Spokeo prides itself on not being your grandma's white pages. On the site you just type someone's name and you can find their address, phone number, marital status, siblings, home value, and hobbies. For a fee, you can get their credit information, income, photos, and religion.
"The potential of harm, personal harm, financial harm, to any of us is really severe," said Nicole Ozera from the ACLU.
The ACLU is concerned Spokeo violates people's privacy, but that's not all. Some users filed suit against Spokeo claiming the company violated the federal Fair Credit Reporting Act by making people's financial data public, but not allowing them to correct inaccuracies.
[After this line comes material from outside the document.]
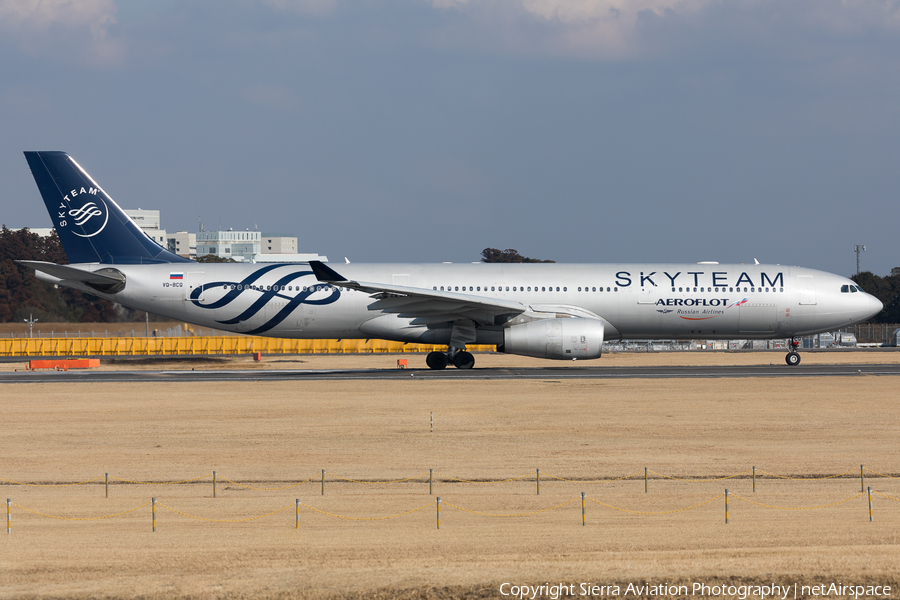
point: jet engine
(560, 339)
A judge ruled in favor of Spokeo this week.
"One judge said the plaintiffs that were complaining about their practices had no basis to complain because they couldn't show how they'd been hurt by Spokeo," said Eric Goldman.
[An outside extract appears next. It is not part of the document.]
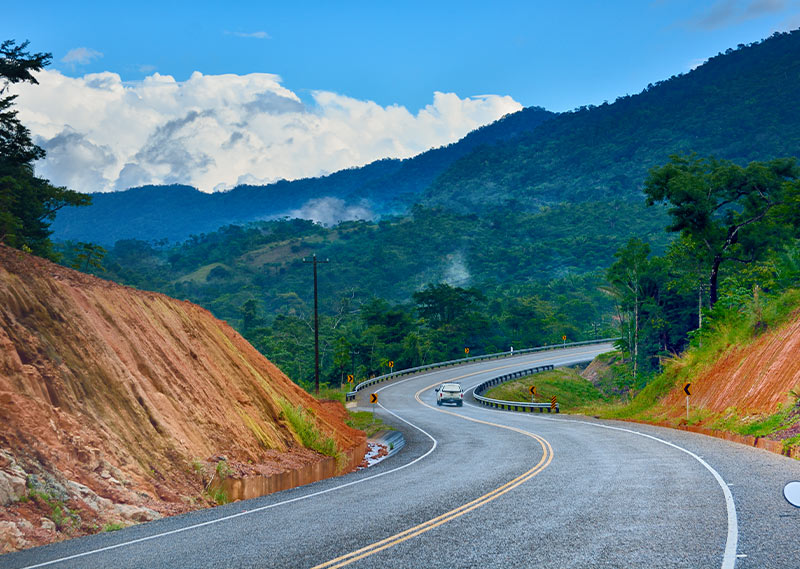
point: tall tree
(28, 203)
(626, 276)
(728, 212)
Goldman is the director of the High Tech Law Institute at Santa Clara University. He offered to search himself on Spokeo. He pointed out that they published an old address of his, they had old information, and that he thought they had nothing valuable on there. And that was why Goldman doesn't consider Spokeo a threat. He also doesn't see anything illegal about it.
"Assuming it's all public information that's already been published somewhere else, it's not illegal to put it in a new context," said Goldman.
But web users ABC7 spoke with disagree.
"Its kind of breaking the privacy issues because people can find out where I live or my family lives," said Duc Lam, a San Jose resident.
ABC7 asked one woman if the information about her was correct and she said it was. She pulled up the information about herself and found they had her gender, age, and marital status. The site also revealed that she lives in an apartment worth $295,000 and that you could pull up a picture of her apartment.
Now a consumer privacy group is trying a different route by filing a complaint with the Federal Trade Commission, also claiming Spokeo's information is inaccurate.